Since the mid-twentieth century, there has been an intense interest in personal archives in the reconstruction of history. This attitude has survived, if not increased, in the transition from analogic to digital: this has led to the study by researchers and scientists and the preservation of personal archives, not only of influential figures but also of ordinary citizens.
The study of archives has enriched History with details and nuances that otherwise would not have been captured.




In the last three decades, digital revolution has completely transformed society and the world of photography. The digital turn has made analogic photography obsolete by turning it into a hobby or niche practice.
In its original historical form, photography constitutes a direct and immediate link to the past. The digital turn has also marked a major shift not only in the practices related to its production and circulation, but also in those related to its archiving, bringing about an evolution in the very concept of memory. From memory associated with the materiality of physical objects and places to memory understood as narrative and network of technological relationships.


Digitization, the result of a post-modern liquid society, has profoundly changed the relationship of image-makers with their photographic archives.

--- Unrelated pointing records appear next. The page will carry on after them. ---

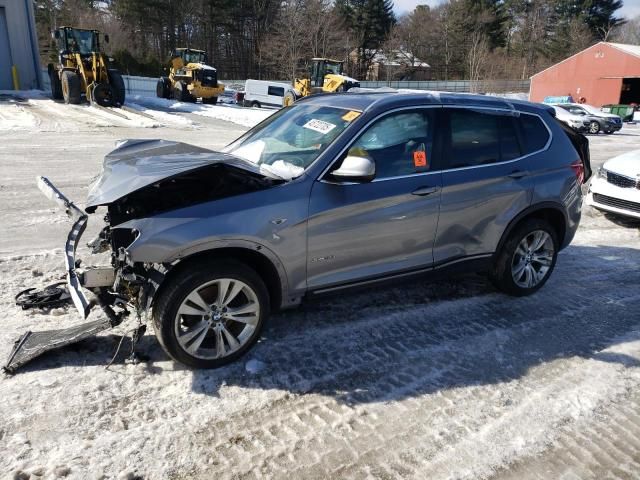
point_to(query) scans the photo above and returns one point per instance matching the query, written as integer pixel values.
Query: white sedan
(616, 187)
(574, 121)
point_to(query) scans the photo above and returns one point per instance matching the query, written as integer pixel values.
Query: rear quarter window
(534, 132)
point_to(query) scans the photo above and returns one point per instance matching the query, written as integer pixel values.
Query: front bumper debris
(33, 344)
(73, 238)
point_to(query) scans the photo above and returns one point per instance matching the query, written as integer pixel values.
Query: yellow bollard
(16, 81)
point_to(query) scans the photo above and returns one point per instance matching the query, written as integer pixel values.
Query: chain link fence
(146, 86)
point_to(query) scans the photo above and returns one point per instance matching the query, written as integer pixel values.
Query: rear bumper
(611, 198)
(79, 219)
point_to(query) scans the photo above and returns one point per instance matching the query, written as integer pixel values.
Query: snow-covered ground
(436, 379)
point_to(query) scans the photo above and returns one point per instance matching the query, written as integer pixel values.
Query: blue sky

The watchword is sharing: images are produced in huge quantities and shared on social networks. This custom leads to inevitable critical issues.

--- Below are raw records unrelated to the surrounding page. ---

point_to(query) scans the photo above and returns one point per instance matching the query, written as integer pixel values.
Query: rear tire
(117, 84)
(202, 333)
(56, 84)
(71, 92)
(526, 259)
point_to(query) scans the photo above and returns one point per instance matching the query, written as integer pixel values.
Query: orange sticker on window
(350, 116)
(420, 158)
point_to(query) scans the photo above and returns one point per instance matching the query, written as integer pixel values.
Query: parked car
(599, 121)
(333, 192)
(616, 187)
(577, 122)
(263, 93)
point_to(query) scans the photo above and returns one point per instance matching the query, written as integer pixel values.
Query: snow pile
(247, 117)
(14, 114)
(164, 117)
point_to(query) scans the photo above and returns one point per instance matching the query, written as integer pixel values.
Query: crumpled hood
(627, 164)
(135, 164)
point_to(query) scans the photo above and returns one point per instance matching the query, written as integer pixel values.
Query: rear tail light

First, the enormous production of images, which can be traced back to the spread of smartphones and social networks, makes it unmanageable to store such a large amount of material. The technological limitations of storage media, destined for obsolescence, force us to wonder what will remain of these personal archives.

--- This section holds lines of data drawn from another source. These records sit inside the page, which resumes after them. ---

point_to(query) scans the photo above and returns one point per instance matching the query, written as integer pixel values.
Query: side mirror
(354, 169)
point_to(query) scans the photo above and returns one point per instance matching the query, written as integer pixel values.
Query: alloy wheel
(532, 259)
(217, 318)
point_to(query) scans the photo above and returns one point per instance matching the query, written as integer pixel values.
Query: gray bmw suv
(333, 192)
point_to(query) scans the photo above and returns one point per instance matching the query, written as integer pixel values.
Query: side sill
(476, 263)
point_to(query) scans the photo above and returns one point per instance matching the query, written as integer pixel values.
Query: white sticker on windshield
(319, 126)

In addition, the haphazard accumulation of photographs without an archival criterion creates an archive lacking order and leads to a tendency for unnecessary dispersion and duplication of material in fear of losing it.
This fragmentation results in a blurring of the traditional unity and organicity of the archive.
A further critical element is the lack of sorting and discarding operations, a fundamental activity in the creation of an organic archive.
From these perplexities of comes the conclusion that in the digital age the archive must be understood in the generic sense of a documentary aggregation endowed with some more or less recognizable identity.



Can the personal archive therefore have a space of historical and artistic value in contemporary society?
Family photo archives can take a leading role with respect to public history practices due to their extreme ubiquity within society, high degree of public engagement, and technological development.
The themes that family photography normally focuses on are related to the documentation of life stages, which stimulate an emotional and personal approach to history and memory, grafting significant identity processes.
The development of technology provides users with several simple but effective storytelling tools that enable people to experience “history from below.”
Finally, the use of smartphones implies the centrality of interaction between users and institutions and the possibility of sharing their images with an extensive community.
These processes need to be guided by the public historian, an institution that guides and directs archiving, which becomes a guarantee for a truly effective narrative that is not influenced by the emotionality or aesthetics of the images. Only in this way can we arrive at a narrative that is truly shared not only for the public but with the public and methodologically correct.
In conclusion, we can see how the discipline of archives reflects the multilevel society in which we live: the technological possibility allows the public to access the production and preservation of many images, but those that have or will have real historical value are very few. That value is provided by the organic nature of the collection and not by the quality of the individual image.
Social networks become a sort of personal archives, not useful for the purpose of building a collective memory as in the past, but representation of a personal memory aimed at telling, in a self-celebratory way, personal stories.